A blonde girl walks in the street and sees a banana peel. Sad she was, thinking...damn I will stumble again...!
Q. Why do blondes have legs? A1. So they don't get stuck to the ground. A2. To get between the bedroom and the kitchen. A3. So they don't leave trails, like little snails.
How do you confuse a blonde? Tell her to count the stairs on a escalator.
What did the blonde say when she found out that she was pregnant? I hope it's not mine.
Two blondes lock their keys in the car. One of the blondes tries to break into the car while the the other one watches. Finally the first blonde says "Darn, I can't get in the car!" The other blond replies, "keep trying, it looks like it is going to rain and the top is down".
Q: How do you keep a blonde busy for 7 hours? A: Give her a piece of paper that has the words "Turn Over" on both sides.

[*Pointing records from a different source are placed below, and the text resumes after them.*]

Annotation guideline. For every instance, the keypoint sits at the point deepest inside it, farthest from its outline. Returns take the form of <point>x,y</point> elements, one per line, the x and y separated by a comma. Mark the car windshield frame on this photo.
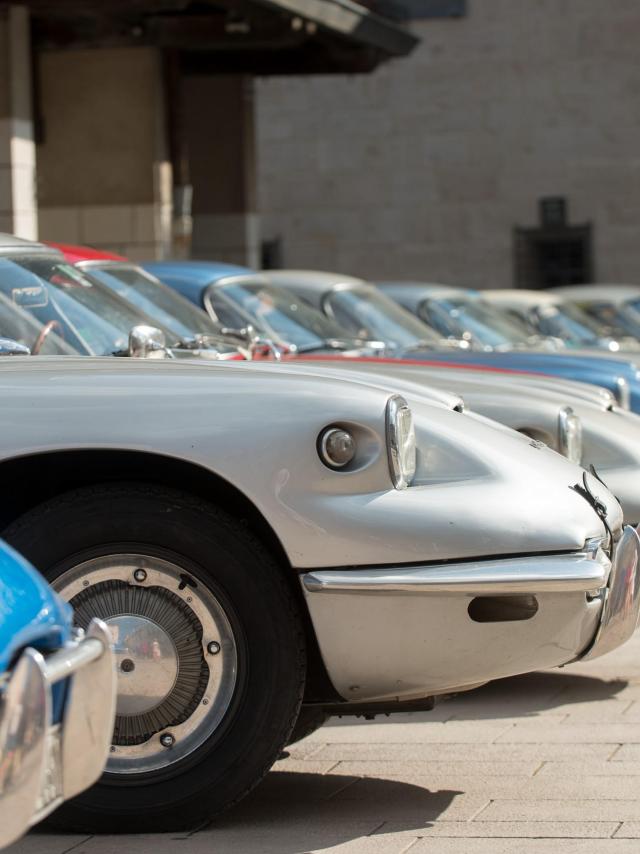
<point>567,322</point>
<point>282,316</point>
<point>479,320</point>
<point>93,318</point>
<point>155,299</point>
<point>386,320</point>
<point>20,325</point>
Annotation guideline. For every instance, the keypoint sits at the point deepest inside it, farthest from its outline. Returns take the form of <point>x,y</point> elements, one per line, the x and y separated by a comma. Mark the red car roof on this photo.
<point>75,254</point>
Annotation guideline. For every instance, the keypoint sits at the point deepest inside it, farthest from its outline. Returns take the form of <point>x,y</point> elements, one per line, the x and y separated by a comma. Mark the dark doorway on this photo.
<point>553,255</point>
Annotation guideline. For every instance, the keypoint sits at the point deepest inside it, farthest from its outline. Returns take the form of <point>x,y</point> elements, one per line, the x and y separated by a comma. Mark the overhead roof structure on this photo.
<point>258,37</point>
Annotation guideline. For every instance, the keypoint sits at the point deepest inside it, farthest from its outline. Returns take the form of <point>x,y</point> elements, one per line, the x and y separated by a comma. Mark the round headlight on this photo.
<point>570,434</point>
<point>336,447</point>
<point>401,442</point>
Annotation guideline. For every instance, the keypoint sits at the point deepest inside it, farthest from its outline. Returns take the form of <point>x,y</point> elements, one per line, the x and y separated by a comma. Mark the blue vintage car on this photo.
<point>57,699</point>
<point>237,297</point>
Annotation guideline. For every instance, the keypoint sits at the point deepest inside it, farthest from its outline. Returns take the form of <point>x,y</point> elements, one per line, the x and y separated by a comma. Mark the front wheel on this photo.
<point>209,648</point>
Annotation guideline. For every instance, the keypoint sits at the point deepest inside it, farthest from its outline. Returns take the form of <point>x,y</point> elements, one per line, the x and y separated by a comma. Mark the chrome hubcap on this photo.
<point>175,650</point>
<point>147,663</point>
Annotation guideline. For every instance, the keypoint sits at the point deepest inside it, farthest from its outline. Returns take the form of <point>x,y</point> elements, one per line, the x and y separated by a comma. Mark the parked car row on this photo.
<point>279,496</point>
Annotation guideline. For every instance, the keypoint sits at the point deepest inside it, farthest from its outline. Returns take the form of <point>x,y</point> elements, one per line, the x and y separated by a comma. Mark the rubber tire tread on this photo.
<point>57,529</point>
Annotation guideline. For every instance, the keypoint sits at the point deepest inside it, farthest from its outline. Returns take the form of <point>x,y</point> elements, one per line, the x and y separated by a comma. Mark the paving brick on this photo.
<point>525,846</point>
<point>588,768</point>
<point>510,829</point>
<point>43,843</point>
<point>468,753</point>
<point>566,733</point>
<point>383,768</point>
<point>452,732</point>
<point>628,830</point>
<point>561,810</point>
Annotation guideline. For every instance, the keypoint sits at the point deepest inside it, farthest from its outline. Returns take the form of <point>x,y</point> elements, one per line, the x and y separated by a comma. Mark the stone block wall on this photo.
<point>424,168</point>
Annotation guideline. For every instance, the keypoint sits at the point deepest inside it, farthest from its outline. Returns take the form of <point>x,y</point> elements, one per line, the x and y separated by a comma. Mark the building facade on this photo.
<point>503,151</point>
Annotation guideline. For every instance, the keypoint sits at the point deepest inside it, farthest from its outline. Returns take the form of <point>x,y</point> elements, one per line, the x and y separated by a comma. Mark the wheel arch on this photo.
<point>31,479</point>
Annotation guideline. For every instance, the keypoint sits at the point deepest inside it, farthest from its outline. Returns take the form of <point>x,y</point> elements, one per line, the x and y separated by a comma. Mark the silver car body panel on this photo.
<point>490,512</point>
<point>257,427</point>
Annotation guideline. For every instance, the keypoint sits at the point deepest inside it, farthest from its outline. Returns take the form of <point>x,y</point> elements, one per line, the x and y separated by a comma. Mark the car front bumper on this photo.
<point>43,763</point>
<point>397,634</point>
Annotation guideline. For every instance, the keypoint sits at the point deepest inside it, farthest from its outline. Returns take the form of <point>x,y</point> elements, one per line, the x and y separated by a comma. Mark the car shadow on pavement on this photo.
<point>516,696</point>
<point>296,812</point>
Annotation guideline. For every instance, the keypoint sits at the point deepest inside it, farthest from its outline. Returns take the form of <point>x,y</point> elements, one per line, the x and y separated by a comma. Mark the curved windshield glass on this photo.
<point>613,320</point>
<point>84,313</point>
<point>566,321</point>
<point>462,318</point>
<point>279,314</point>
<point>18,325</point>
<point>158,301</point>
<point>367,313</point>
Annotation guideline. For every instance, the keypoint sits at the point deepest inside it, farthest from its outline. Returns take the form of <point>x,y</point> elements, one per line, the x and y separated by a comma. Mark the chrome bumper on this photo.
<point>43,764</point>
<point>621,599</point>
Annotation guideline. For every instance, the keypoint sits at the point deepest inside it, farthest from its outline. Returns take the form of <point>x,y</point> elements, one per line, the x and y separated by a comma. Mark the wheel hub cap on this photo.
<point>172,691</point>
<point>147,663</point>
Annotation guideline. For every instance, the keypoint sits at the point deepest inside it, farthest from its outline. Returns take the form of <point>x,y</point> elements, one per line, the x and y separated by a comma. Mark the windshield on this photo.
<point>614,321</point>
<point>156,300</point>
<point>18,325</point>
<point>86,314</point>
<point>566,321</point>
<point>277,313</point>
<point>460,318</point>
<point>367,313</point>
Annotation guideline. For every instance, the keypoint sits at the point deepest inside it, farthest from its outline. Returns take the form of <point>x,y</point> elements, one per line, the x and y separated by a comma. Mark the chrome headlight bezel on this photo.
<point>570,435</point>
<point>401,442</point>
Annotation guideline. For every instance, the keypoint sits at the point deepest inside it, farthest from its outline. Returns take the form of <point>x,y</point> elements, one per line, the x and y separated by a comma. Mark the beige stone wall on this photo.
<point>103,175</point>
<point>423,168</point>
<point>17,149</point>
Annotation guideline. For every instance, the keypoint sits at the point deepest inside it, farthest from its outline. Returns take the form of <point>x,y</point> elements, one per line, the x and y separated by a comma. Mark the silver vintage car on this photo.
<point>269,546</point>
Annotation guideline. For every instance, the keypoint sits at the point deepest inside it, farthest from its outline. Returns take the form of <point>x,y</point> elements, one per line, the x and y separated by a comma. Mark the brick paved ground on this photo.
<point>543,763</point>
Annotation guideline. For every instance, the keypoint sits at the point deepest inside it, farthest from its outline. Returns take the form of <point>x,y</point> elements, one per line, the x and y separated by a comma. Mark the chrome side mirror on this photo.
<point>9,347</point>
<point>147,342</point>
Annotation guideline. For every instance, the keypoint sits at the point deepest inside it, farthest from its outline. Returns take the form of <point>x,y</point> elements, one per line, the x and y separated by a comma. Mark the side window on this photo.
<point>338,311</point>
<point>437,317</point>
<point>224,311</point>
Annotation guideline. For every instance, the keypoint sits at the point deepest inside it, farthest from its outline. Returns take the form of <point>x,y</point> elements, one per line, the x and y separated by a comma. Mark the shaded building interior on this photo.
<point>129,125</point>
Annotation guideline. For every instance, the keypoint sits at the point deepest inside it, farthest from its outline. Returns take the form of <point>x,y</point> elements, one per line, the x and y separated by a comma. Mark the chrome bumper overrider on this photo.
<point>43,764</point>
<point>401,633</point>
<point>622,597</point>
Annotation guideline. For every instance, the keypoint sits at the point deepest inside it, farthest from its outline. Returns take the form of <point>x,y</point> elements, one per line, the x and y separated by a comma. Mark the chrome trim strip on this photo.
<point>551,574</point>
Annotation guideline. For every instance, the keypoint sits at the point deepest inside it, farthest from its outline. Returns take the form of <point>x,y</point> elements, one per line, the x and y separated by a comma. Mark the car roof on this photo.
<point>312,285</point>
<point>520,297</point>
<point>196,272</point>
<point>413,293</point>
<point>11,245</point>
<point>599,293</point>
<point>74,254</point>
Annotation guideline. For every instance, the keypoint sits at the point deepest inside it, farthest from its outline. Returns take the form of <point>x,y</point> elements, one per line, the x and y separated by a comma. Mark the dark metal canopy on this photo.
<point>241,36</point>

Q: Why can't a blonde dial 911? A: Because she couldn't find the 11
A man was in his front yard mowing grass when his attractive blonde neighbor came out of the house and went straight to the mailbox. She opened it, then slammed it shut and stormed back into the house. A little later she came out of her house again, went to the mailbox, opened it, and slammed it shut again. Angrily, back into the house she went. As the man was getting ready to edge the lawn, she came out again, marched to the mailbox, opened it, and then slammed it closed harder than ever. Puzzled by her actions, the man asked her, “Is something wrong?” To which she replied, “There certainly is!” My stupid computer keeps saying, “You’ve got mail!”
Most men regard blondes as a golden opportunity.
Why did the blonde have tire tread marks on her back? From crawling across the street when the sign said, "DON'T WALK."
What are the six worst years in a blonde’s life? Third grade.